Discussion in 'Rendering Technology and APIs' started by A1xLLcqAgt0qc2RyMz0y, Jul 29, 2015.
If only there were workloads from the heavens...
It's mostly a matter of sensible design, really.
I don't know if they come from Heaven or not, but jobs certainly rain from the sky. Like I said, you need to be a bit sensible about how you handle them though. Rather than looking for jobs that be split in to six or eight parts, just look for jobs that can be done six or eight at a time. There should be thousands of those.
Naughty Dog gave a nice presentation on their PS4 engine, which is set up fairly similarly to Apple's Grand Central Dispatch. In a nutshell, rather than having a main thread on one core which then spawns sub-threads on other cores, you create a job-agnostic worker thread for each core, however many cores that may be. When writing your code, you divide it up as atomically as possible, ideally packaging just about every function call as a discreet job.

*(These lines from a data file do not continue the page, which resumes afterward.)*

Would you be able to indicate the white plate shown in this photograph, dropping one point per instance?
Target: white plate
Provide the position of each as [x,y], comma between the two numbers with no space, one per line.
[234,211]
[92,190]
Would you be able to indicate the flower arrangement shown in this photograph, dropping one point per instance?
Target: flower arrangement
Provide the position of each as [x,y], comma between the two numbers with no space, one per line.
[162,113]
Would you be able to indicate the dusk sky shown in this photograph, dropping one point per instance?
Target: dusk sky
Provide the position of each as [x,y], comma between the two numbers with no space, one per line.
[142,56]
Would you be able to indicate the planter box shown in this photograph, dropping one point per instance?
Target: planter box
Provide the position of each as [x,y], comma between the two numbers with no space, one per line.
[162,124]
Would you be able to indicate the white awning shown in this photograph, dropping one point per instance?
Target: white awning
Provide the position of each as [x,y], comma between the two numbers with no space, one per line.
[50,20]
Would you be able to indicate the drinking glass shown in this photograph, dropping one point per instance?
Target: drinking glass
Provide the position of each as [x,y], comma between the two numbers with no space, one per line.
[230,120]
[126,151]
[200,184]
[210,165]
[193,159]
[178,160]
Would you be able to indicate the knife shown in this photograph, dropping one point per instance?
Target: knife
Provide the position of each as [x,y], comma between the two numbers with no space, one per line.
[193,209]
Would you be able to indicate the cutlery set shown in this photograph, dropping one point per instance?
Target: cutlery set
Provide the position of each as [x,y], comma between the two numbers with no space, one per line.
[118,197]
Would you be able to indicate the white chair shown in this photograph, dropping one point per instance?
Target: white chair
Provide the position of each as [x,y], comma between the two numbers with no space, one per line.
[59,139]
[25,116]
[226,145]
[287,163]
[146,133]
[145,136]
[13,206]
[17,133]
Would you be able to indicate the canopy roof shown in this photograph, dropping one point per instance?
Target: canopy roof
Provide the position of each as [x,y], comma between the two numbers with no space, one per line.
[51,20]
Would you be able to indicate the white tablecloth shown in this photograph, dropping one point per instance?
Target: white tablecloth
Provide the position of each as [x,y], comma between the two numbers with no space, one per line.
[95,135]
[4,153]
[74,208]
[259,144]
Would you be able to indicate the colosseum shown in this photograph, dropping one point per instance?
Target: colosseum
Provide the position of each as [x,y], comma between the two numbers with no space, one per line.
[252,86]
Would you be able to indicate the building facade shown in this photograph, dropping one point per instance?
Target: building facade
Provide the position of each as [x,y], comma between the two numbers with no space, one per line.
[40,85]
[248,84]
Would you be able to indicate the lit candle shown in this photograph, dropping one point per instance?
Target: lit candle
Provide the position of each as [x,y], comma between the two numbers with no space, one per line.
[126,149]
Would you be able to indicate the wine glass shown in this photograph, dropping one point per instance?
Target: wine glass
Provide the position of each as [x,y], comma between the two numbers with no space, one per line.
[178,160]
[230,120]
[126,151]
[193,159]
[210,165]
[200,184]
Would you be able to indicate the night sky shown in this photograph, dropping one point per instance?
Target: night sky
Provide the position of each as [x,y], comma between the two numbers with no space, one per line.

Those jobs are then placed on to a master job queue, as assigned to worker threads as the latter become available. Since most function calls don't really depend on anything else, it's not difficult at all to find six or twelve that could be executed simultaneously, given the thousands of lines of code in a typical app, and the fact that most systems will be running several apps at once. Some functions actually do depend on input that's to be provided by other functions, but those can be placed in to a serial queue where they are guaranteed to be executed in order, but again, each specific job will be executed by whichever worker thread happens to become available at the right time.

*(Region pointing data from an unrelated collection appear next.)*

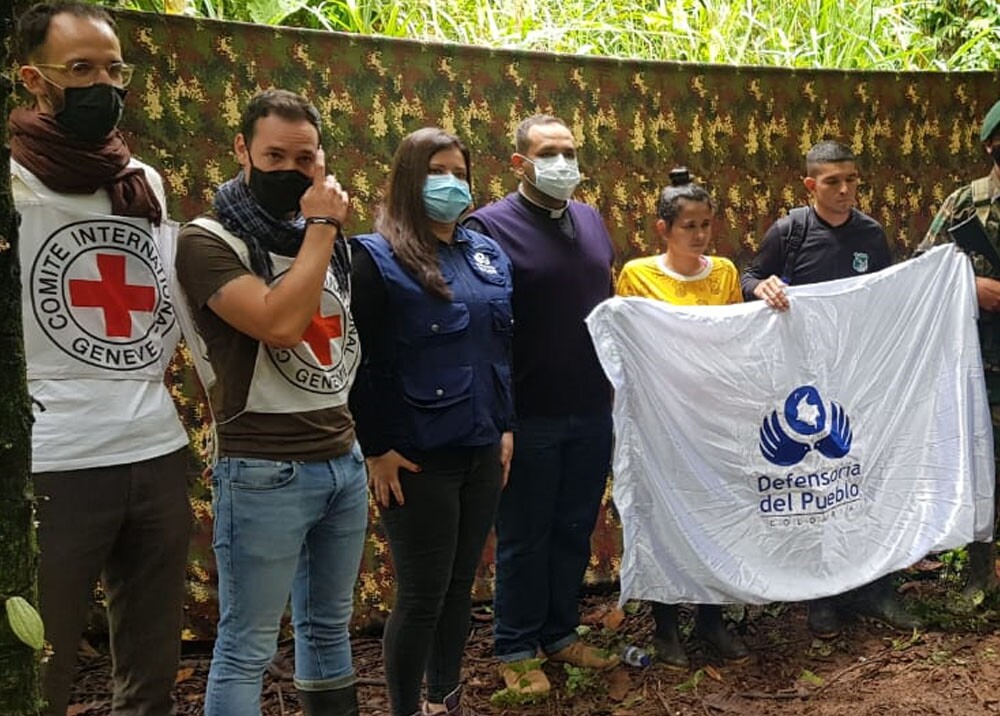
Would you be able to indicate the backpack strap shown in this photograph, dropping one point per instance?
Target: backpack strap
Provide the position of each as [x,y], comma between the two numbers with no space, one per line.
[981,198]
[798,225]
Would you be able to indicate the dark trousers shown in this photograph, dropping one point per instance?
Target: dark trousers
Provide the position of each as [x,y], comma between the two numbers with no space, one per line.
[436,539]
[130,525]
[546,517]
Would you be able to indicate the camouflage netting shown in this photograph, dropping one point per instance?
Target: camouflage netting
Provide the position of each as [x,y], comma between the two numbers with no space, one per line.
[741,131]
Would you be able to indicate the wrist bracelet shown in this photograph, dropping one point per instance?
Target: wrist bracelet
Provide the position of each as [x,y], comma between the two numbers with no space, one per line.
[324,220]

I know a few games having used GCD, the alternative is Cilk (each thread has its own work queue + work stealing breadth first, execution depth first), both are fine, of course the problem is to get everyone on board with using it (shouldn't be too hard but it may), and making work items the right size (too small you have too much overhead, too big and you wait too long on sync for the last one to finish).

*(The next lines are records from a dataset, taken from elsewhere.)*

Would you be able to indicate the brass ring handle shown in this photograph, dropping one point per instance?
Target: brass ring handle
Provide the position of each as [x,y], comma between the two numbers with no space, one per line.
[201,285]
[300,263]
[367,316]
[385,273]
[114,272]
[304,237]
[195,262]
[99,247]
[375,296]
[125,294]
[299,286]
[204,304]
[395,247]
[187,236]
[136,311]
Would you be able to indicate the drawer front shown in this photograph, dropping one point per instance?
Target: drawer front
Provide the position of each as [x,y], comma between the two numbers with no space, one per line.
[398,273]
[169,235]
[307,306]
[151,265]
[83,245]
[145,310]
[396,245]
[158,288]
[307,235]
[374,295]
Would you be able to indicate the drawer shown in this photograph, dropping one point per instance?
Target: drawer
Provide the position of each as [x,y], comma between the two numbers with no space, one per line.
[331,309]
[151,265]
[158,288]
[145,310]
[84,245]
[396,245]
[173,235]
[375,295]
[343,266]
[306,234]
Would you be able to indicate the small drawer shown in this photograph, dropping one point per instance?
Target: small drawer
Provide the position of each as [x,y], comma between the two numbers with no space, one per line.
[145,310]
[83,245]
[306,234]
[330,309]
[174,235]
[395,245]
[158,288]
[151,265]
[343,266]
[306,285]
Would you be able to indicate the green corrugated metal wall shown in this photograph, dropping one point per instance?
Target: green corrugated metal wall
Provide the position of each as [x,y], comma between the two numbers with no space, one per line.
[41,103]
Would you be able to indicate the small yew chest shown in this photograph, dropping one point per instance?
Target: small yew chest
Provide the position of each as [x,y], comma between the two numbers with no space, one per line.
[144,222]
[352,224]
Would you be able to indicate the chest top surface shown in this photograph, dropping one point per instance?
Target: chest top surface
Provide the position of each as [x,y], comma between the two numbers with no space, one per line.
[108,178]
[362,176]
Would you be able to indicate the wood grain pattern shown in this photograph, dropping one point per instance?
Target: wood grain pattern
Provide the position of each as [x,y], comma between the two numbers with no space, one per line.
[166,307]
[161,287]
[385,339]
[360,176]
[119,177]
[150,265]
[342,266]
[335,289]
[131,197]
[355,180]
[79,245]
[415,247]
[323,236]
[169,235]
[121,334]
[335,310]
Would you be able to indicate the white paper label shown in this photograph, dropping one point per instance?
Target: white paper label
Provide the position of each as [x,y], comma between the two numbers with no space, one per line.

Today you also have to consider which processor to use and which algorithm to use (since CPU & GPU differ quite a bit, although if you target AVX & GPU you could write SPMD code for either...).
It's a bit sad GPU can't seem (or I missed it) to be able to run asynchronously, they are still slave to the CPU
D3D12 certainly is a good step forward, but IMO (expressed elsewhere also) not having gfxVirtualAlloc/gfxVirtualFree is a major pain that will cost thousands of man-hours efforts needlessly ! A bad move.
We certainly have more interesting things to do than manage this pseudo virtual memory horror, IBM ARC (or more likely CART) algorithm would likely be very good with gfxVirtualAlloc/gfxVirtualFree and would free dev time from resource management to concentrate it on more interesting things, such as rendering/physics algorithms instead.
I don't know how Vulkan will handle it, if they dare go one step further by providing those functions, it will greatly enhance its chances to be broadly used.
A representative from Oxide confirmed that the latest drivers from Nvidia do support async compute in D3D12:
Does that make any sense when the second batch of review of AOTS use the same driver version and nV's performance was back to where it should have been in DX12? Something just isn't adding up here.
What does "drivers support async compute" even mean? All DX12 drivers support separate 3D and compute queues. The implementation details are the only interesting things.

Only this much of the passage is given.